シンドバッドから「お嬢さん」呼ばわりをされたセレンディーネは、毒を塗った刀でシンドバッドに切りかかる。しかし、シンドバッドは彼女より一枚上手であり、斬りかかられた際に解毒剤を胸元から抜き取っていたのだった。因みに、その際シンドバッドは彼女の鎧の肩ひもを斬っており、セレンディーネの胸元が露わになっている。
戦えなくなったセレンディーネを人質に、軍から逃げるべく小舟で港を脱出するシンドバッド。

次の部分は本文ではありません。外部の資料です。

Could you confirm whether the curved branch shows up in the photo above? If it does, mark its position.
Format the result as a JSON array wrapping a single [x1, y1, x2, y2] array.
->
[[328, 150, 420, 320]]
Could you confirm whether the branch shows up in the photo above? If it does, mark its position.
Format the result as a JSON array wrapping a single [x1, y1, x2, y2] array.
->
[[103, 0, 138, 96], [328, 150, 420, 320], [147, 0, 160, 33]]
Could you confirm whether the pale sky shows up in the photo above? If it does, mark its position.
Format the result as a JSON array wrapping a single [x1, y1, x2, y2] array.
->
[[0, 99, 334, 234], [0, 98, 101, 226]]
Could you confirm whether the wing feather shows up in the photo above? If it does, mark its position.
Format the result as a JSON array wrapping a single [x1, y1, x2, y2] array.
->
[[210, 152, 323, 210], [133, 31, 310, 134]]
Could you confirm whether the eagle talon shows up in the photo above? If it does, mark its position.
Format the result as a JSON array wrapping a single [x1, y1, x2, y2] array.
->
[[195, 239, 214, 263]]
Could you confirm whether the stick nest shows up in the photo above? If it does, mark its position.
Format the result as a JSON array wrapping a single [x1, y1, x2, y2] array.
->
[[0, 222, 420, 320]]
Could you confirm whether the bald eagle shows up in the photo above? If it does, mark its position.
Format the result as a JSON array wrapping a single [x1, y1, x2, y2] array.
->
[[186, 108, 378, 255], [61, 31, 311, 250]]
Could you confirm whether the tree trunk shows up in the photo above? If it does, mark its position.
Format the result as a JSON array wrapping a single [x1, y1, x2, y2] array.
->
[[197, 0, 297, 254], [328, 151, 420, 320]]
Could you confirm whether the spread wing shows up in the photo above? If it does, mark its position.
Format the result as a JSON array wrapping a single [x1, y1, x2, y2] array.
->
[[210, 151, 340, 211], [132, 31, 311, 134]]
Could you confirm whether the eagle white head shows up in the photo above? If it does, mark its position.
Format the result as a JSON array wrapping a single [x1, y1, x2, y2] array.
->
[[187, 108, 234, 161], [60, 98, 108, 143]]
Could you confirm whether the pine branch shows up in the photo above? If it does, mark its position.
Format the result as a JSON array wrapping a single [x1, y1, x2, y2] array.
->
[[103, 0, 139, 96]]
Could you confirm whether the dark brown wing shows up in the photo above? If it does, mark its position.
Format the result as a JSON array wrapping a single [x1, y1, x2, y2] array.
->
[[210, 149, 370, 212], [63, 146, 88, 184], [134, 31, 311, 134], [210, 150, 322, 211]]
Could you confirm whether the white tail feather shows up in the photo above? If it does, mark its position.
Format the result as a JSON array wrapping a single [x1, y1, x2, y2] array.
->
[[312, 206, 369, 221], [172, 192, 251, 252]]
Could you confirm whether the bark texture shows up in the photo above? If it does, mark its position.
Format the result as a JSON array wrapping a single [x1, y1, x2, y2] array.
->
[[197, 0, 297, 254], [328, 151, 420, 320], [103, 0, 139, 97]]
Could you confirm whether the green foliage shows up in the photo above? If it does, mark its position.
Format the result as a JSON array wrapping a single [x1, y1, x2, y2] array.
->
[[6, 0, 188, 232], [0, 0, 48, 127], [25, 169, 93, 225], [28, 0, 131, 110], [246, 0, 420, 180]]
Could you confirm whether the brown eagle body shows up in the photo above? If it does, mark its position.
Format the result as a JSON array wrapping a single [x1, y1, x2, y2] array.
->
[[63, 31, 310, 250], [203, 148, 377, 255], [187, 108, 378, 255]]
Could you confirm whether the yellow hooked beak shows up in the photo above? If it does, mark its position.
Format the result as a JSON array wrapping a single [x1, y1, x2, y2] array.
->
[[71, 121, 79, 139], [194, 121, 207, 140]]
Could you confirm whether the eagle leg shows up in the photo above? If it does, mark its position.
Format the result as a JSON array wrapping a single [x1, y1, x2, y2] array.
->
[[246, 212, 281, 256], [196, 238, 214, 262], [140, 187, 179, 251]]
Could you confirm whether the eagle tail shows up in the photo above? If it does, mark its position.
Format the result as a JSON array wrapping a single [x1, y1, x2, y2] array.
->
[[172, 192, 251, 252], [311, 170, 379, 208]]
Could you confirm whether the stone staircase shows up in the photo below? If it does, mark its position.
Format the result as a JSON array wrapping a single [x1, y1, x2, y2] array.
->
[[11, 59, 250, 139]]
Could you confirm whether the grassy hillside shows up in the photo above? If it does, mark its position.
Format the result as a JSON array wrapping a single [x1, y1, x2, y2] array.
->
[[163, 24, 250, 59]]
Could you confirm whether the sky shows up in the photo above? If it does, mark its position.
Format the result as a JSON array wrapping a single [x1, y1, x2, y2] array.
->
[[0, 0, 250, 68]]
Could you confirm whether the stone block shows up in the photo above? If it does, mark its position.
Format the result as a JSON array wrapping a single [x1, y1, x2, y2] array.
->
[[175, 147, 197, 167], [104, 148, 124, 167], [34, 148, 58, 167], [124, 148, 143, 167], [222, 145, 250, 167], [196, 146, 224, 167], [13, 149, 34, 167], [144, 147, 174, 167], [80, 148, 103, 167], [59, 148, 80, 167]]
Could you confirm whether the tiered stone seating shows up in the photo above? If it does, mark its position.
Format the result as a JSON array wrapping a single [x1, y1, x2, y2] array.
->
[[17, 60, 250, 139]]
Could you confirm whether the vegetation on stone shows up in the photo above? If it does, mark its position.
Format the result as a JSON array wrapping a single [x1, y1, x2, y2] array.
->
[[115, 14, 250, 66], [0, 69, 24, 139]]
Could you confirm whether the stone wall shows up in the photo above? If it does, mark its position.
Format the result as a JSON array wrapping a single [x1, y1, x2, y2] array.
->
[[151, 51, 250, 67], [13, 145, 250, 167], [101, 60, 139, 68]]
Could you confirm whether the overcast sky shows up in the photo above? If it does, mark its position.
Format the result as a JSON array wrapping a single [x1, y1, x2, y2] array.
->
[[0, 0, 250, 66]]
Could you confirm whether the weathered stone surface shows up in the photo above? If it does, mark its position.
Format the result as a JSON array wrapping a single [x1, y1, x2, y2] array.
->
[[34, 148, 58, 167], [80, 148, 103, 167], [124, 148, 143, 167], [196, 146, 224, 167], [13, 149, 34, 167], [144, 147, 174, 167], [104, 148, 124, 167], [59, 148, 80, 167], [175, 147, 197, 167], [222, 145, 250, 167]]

男女二人、人目も無い海の旅…(そして片方は胸元がポロリしている)…と思いきや、シンドバッドはセレンディーネを樽に入れ、あっさり海上に解放する。
「人質ごくろうさん。可愛いお嬢さん!」
「絶対……絶対に許さんぞー!!シンドバッドー!!」
レームでの再会(第56夜)
アルテミュラからレームのシンドリア商会本部に帰還したシンドバッド一行が宴を開いている最中、突然の客が訪れる。商会の門戸に姿を現したのは、眷属同化したドラコーン、そしてやつれきったセレンディーネの姿だった。
長旅で憔悴したセレンディーネは、「バアル」の力をパルテビア王室に献上しなかったことがバルバロッサの乗っ取りを招いたのだ、とシンドバッドを非難する。一方的に糾弾する彼女と止められないドラコーンに対し、シンドバッドは逆上する事もなく「お前らさ、少し休みなよ」となだめ、彼女たちに食事を与え休息させる。

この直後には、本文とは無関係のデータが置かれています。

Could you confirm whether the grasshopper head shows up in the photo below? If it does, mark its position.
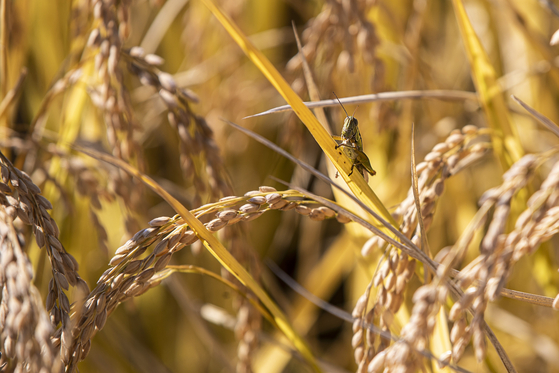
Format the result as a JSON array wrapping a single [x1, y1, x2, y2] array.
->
[[342, 116, 359, 139]]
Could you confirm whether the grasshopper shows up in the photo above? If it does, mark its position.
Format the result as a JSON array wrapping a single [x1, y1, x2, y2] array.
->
[[333, 93, 377, 176]]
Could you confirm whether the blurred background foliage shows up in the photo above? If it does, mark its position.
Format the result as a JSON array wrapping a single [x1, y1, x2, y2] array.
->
[[0, 0, 559, 373]]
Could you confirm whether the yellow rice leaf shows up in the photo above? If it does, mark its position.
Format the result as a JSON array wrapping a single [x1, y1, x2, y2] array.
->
[[202, 0, 398, 230], [78, 147, 321, 372], [453, 0, 524, 169]]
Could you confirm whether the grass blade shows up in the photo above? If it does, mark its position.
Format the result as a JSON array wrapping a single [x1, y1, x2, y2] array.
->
[[452, 0, 524, 169], [199, 0, 394, 229], [78, 147, 321, 372]]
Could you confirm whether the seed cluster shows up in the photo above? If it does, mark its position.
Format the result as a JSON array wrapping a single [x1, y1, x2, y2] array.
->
[[87, 0, 144, 234], [449, 155, 557, 361], [0, 153, 89, 370], [63, 186, 349, 371], [353, 125, 488, 372], [0, 206, 62, 373], [125, 47, 231, 206]]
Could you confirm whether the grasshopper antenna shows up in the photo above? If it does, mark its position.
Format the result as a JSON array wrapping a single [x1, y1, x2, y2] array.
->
[[332, 92, 349, 117]]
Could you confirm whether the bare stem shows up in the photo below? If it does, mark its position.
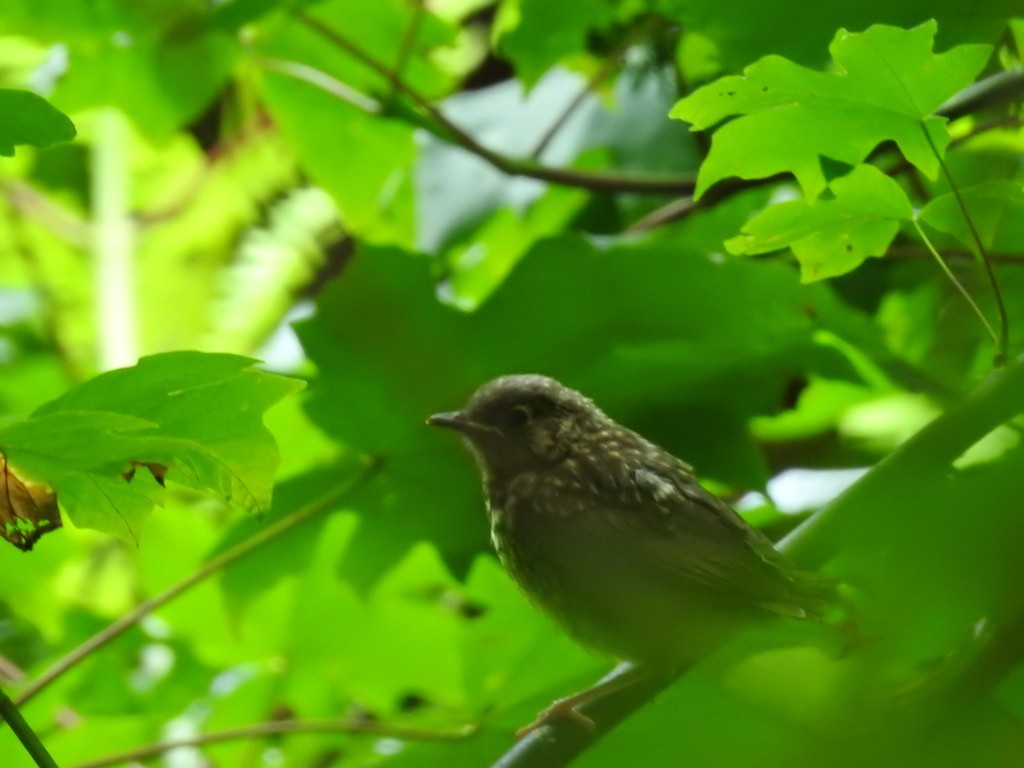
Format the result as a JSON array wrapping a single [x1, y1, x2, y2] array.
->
[[72, 720, 476, 768], [295, 12, 695, 195], [0, 690, 57, 768], [16, 460, 380, 706], [913, 218, 999, 344], [918, 126, 1010, 366]]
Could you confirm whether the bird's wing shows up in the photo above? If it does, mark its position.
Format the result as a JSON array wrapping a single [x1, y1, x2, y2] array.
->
[[573, 455, 831, 616]]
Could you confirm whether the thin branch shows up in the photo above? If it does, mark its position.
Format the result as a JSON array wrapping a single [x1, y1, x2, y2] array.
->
[[494, 350, 1024, 768], [922, 126, 1010, 366], [492, 664, 678, 768], [913, 218, 999, 344], [390, 0, 424, 91], [625, 72, 1024, 237], [256, 56, 383, 115], [529, 17, 654, 161], [72, 720, 476, 768], [0, 690, 57, 768], [295, 12, 695, 195], [16, 460, 381, 706]]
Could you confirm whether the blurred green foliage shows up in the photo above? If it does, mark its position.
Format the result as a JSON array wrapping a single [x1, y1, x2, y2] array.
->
[[0, 0, 1024, 768]]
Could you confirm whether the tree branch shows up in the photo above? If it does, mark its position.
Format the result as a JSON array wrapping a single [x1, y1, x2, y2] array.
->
[[295, 11, 695, 195], [495, 357, 1024, 768], [0, 690, 57, 768], [72, 720, 476, 768], [16, 460, 381, 706]]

彼女たちを食客として他国に送るべきだ、というジャーファルの意見を無視し、シンドバッドはセレンディーネ達をシンドリア商会の一員に加えることにした。
嫉妬(第63夜)
ヴィッテルが投資に失敗した件で、シンドバッドはマリアデル商会へ赴き、当主マーデル(後に、マギ本編で「大聖母」として登場)と交渉する。闘技場での剣闘試合と引き換えに負債を解消するという契約を結んだシンドバッドは、本部へ戻り団員に報告をする。
負債解消に喜ぶ商会メンバーの中で、不意に現れたセレンディーネは
「どうせ鼻の下でも伸ばして、相手に丸め込まれたのだろう」
「嘆かわしい…当主としての自覚はどうした」
と憎まれ口を叩く。
そんな彼女にシンドバッドは歩み寄ると、壁ドンをした上で、
「それって…「嫉妬」かい?」
「へえ、嬉しいなぁ 俺のこと憎んでるって言ってた君が、俺に?」
「いいのかな…そんな可愛いところ見せて。」
と(決め顔で)言い放ち、セレンディーネの髪についていた落ち葉を取る。まるでどこぞの少女漫画のヒーローのようだ。
実は、偶然シンドバッドの出立に出くわしたように見えたセレンディーネは、ずっと外でシンドバッドが来るのを待っていたのだった。彼女が何も言わず俯く間に、シンドバッドは出発する。やっと顔を上げたセレンディーネは
「ふざけるな。何が…可愛らしいだ……」
「あの男は本当に…不遜で、大胆で、身勝手な…」
と言いつつも、頬を赤らめて泣きそうな表情をするのだった。